OAKVILLE, ONT.— The fast-food value wars in the United States led to declines at Popeyes Louisiana Kitchen in the latest quarter, said Daniel S. Schwartz, chief executive officer of parent company Restaurant Brands International Inc. But at Tim Hortons and Burger King, comparable sales fared better, helped by technology and menu innovation.

Net income attributable to common shareholders of Restaurant Brands International in the year ended Dec. 31, 2017, was $626.1 million, equal to $2.64 per share on the common stock, up sharply from $345.6 million, or $1.48 per share, the year before. Revenues totaled $4,576.1 million, up 10% from $4,145.8 million.

"Our Tim Hortons business achieved 3% system-wide sales growth for the year, primarily driven by net restaurant growth," Mr.
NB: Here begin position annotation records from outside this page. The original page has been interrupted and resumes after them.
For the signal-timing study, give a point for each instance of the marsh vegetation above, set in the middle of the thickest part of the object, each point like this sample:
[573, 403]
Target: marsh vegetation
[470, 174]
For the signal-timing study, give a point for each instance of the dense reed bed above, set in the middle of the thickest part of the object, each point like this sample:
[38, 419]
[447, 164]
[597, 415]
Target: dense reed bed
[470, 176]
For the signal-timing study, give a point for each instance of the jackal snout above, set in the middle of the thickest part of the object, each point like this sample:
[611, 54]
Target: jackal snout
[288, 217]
Schwartz said during a Feb. 12 earnings call. "We achieved some important initiatives at Tim's this year, including launching our mobile app and our espresso-based beverage platform across Canada and the U.S. and opening our first restaurants under our Master Franchise Joint Venture partnerships in each of Asia, Europe and Latin America.

"We had a good year at Burger King, where we achieved comparable sales of 3.1%, which, coupled with net restaurant growth of 6.5%, led to system-wide sales growth of 10.1%. We also achieved important initiatives at BK, including continued acceleration of net restaurant growth, the signing of numerous development agreements and the continued creative promotion of our brand, as recognized through the receipt of several marketing awards, including Creative Marketer of the Year at Cannes Lions.
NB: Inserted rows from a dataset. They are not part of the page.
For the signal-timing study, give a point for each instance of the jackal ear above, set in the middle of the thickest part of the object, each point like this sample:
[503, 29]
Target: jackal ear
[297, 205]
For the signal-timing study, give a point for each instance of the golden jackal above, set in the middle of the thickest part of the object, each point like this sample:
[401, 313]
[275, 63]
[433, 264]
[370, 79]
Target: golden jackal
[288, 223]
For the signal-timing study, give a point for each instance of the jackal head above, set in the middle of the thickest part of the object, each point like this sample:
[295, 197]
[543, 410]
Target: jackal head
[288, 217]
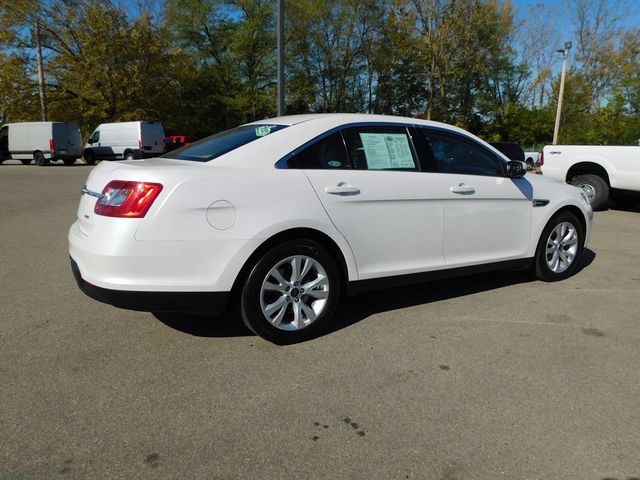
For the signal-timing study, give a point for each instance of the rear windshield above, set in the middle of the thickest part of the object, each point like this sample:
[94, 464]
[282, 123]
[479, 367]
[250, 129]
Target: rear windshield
[223, 142]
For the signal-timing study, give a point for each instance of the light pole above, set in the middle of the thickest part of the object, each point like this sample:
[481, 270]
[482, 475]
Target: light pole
[280, 57]
[565, 54]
"At Popeyes, we made good progress integrating the business after acquiring it earlier in the year. System-wide sales grew by 5.1% for the year, driven by net restaurant growth of 6.1%, partially offset by global comparable sales of negative 1.5% resulting from the heightened competitive activity that we saw in the U.S."

For the fourth quarter, net income attributable to common shareholders of Restaurant Brands International equaled $395 million, or $1.64 per share, up from $118.4 million, or 50c, in the year-ago period. Revenues totaled $1,234.2 million, up 11% from $1,111.4 million.
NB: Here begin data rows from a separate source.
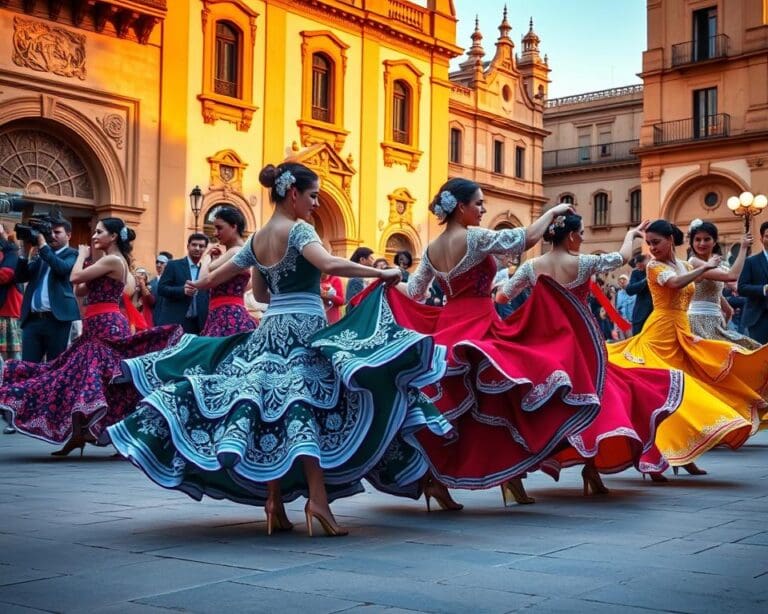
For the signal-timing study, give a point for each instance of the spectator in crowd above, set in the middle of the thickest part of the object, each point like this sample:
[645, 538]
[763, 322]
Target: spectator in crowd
[364, 256]
[404, 260]
[185, 306]
[332, 293]
[638, 287]
[163, 258]
[625, 304]
[49, 306]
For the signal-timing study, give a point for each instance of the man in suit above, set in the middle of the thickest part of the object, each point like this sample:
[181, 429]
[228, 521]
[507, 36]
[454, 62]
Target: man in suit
[180, 305]
[49, 306]
[163, 258]
[753, 285]
[638, 287]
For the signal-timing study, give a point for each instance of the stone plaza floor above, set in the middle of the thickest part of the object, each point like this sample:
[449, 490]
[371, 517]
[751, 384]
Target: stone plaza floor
[92, 534]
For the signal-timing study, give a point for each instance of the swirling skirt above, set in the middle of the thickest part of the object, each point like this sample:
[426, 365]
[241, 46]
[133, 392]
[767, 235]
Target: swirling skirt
[222, 417]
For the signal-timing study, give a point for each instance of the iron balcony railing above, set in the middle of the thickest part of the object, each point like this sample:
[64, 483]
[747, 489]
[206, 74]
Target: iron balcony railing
[700, 50]
[692, 129]
[590, 154]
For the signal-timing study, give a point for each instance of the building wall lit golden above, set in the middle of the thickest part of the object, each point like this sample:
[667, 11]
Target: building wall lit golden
[704, 135]
[134, 102]
[496, 125]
During the quarter, comparable sales increased 0.1% at Tim Hortons and 4.6% at Burger King, while Popeyes comparable sales fell 1.3% in the quarter.

"In the U.S., heightened competitive activity, with a particular focus on value discounting, continued into the fourth quarter," Mr. Schwartz said of Popeyes' performance. "Though we still have work to do, U.S. comparable sales have improved sequentially in the fourth quarter, and we've been testing a number of marketing initiatives in recent months that, we believe, will help us build on that momentum for improved results this year."

Meanwhile, Burger King benefited from "a balanced approach to menu initiatives across price points and products," Mr. Schwartz said.

"We continue to innovate around our Bacon King and our Crispy Chicken sandwich, two platforms that performed particularly well in 2017," he said. "We also had several successful value promotions during the quarter that contributed positively to our results, and we believe that maintaining this balanced menu offering to provide our guests with products that they love at great prices will continue to drive further sales growth over the long run."

The company also announced changes to its leadership team. Joshua Kobza, previously chief financial officer since 2013, has been named to the new role of chief technology and development officer. Succeeding him in the c.f.o. role is Matthew Dunnigan, who has served as treasurer since joining the company in 2014.

"As technological developments continue to evolve at a rapid pace, we're taking steps to put an even greater focus on technology here," Mr. Schwartz said of Mr. Kobza's new position.